De kantonrechter in Den Haag heeft op 10 mei jl. over de pensioenaanspraak van een deelnemer aan het Pensioenfonds voor Metaal en Techniek (PMT) een belangrijke uitspraak gedaan.
Deze deelnemer had op enig moment van het PMT een aanvraagformulier ontvangen waaruit hij een bepaalde pensioentoezegging had afgeleid. Toen die later niet juist bleek beriep het PMT zich op de inhoud van het pensioenreglement waarin staat geregeld dat niet iedere mededeling van het pensioenfonds voldoende grondslag oplevert voor een bepaalde pensioenafspraak die mogelijk afwijkt van het pensioenreglement.
De kantonrechter was van mening dat, als het pensioenfonds met een bepaalde opgave op een “aanvraagformulier vervroeg pensioneren” duidelijk maakt “op welk bedrag de gepensioneerde jegens het pensioenfonds, gelet op het reglement, aanspraak heeft”, de deelnemer ervan uit mag gaan dat dit een toezegging is waar hij het pensioenfonds aan kan houden.
De kantonrechter vond er dat door het gebruikte aanvraagformulier sprake is geweest van een zogenaamde rechtshandeling. De pensioendeelnemer mocht het “gerechtvaardigd vertrouwen hebben” dat hij zich kon beroepen op het verbindend karakter van deze toezegging en dat hij recht zou hebben op betaling van de toegezegde uitkering, ook al stond later vast dat de daaraan ten grondslag liggende berekening niet juist was. Die onjuiste berekening was overigens niet veroorzaakt door een verkeerde opgave door de pensioengerechtigde.
De kantonrechter benadrukte dat dit een andere situatie is dan een jaaropgave waarin een mogelijk later afwijkende pensioentoezegging is gedaan. Daar worden doorgaans allerlei “slagen om de arm” bij gehouden. De kantonrechter meende dat het PMT moet worden beschouwd als “een professionele partij die over de noodzakelijk kennis beschikte om uit te rekenen op welke bedragen een pensioengerechtigde recht had”.

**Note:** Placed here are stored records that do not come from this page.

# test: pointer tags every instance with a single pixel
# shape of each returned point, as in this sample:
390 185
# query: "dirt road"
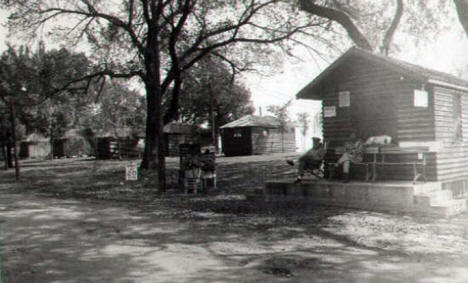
53 240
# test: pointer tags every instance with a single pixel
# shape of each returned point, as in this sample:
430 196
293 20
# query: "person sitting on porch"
311 160
353 154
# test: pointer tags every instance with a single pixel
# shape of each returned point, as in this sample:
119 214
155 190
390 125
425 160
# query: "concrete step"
452 207
428 187
433 198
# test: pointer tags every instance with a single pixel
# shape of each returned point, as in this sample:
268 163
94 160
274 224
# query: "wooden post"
13 134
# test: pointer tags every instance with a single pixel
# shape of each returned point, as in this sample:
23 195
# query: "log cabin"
255 135
424 111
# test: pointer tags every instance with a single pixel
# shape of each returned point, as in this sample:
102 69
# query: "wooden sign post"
131 171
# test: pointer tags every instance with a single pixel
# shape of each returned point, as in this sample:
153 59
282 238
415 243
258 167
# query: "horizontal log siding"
385 106
274 141
384 103
452 160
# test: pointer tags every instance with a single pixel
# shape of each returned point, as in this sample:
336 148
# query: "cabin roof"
254 121
118 132
179 128
424 75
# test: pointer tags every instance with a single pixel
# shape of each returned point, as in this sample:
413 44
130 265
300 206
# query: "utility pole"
212 118
13 135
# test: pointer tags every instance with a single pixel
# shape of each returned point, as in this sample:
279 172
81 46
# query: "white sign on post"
131 171
329 111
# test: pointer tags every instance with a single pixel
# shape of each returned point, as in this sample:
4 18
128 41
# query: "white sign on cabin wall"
329 111
344 98
131 172
421 98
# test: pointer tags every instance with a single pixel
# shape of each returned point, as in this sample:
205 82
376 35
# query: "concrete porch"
390 196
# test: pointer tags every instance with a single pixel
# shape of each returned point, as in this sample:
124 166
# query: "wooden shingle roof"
254 121
424 75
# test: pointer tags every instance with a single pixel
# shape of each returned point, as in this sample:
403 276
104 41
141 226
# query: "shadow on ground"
219 238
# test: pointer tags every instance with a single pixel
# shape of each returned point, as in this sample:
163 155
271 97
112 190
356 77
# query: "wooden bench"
420 162
379 159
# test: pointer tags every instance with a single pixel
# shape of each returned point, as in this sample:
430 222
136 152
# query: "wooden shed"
118 143
252 135
176 134
73 143
35 146
424 111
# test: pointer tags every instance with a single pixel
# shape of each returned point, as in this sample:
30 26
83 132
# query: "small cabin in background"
422 110
252 135
35 146
176 134
118 143
75 142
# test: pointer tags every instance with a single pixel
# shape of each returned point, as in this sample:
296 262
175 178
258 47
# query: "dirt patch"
74 221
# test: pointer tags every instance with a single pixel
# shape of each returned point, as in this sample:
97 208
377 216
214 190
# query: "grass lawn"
100 221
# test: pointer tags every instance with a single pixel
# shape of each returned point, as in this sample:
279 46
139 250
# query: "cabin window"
329 111
457 118
344 98
421 98
237 134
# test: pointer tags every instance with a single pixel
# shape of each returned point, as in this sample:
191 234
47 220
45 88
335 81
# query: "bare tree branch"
340 17
391 30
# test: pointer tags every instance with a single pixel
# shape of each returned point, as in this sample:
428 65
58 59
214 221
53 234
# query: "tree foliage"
374 25
158 40
207 88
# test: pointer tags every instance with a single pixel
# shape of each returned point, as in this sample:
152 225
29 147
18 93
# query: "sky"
447 53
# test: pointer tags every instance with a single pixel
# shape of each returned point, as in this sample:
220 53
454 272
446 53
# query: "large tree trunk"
154 153
462 11
5 156
13 135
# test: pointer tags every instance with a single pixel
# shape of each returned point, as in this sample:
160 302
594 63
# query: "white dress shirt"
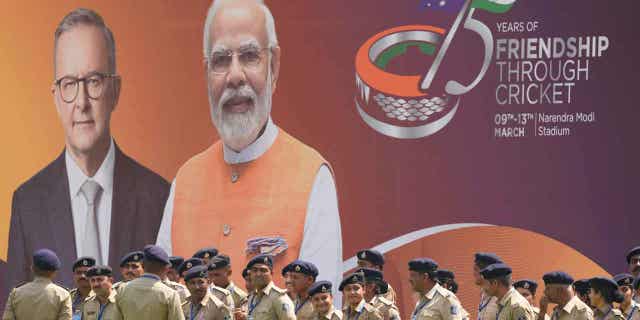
322 236
104 177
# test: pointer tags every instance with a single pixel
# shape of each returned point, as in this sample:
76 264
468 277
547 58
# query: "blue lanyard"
102 307
193 315
419 308
253 305
298 307
632 311
499 311
606 314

De deelnemer aan het pensioenfonds was een leek op dat terrein en beschikte niet over de kennis en de rekenhulpmiddelen om de toezeggingen te controleren. Het pensioenfonds had eenvoudigweg “de grootst mogelijke zorgvuldigheid moeten betrachten en zijn uitlatingen over de pensioenrechten uitgebreid moeten controleren”. Er was hier ook geen sprake van een evidente, voor iedere leek begrijpelijke, fout en er was sprake van een aanduiding “pensioen toezeggingsbrief”. In juridische taal uitgedrukt: er was sprake van een aanbod dat het PMT aan de pensioendeelnemer had gedaan en dat aanbod was door hem aanvaard. Er was eenvoudigweg een overeenkomst tot stand gekomen. Dat er later een fout in de berekening zat, mocht het pensioenfonds niet baten.
De verwijzing door het pensioenfonds naar jurisprudentie van lagere rechters werd verworpen omdat al die uitspraken sloegen op de verstrekking van jaarlijkse pensioenoverzichten. Dat was nu juist in deze zaak niet het geval.
De betrokken pensioendeelnemer had derhalve recht op een aanzienlijk nabetaling, vermeerderd met wettelijke rente en buitengerechtelijke incassokosten.
Voor iedere pensioengerechtigde is dus het zaak om goed te controleren welke toezeggingen het pensioenfonds in het verleden heeft gedaan. Als het fonds zich daar later aan wil onttrekken dan heeft de pensioendeelnemer, getuige deze uitspraak, nog wel degelijk actiemogelijkheden. Omdat het meestal gaat om langdurige pensioenaanspraken loont het dan ook vaak de moeite om uiteindelijk naar de rechter te gaan.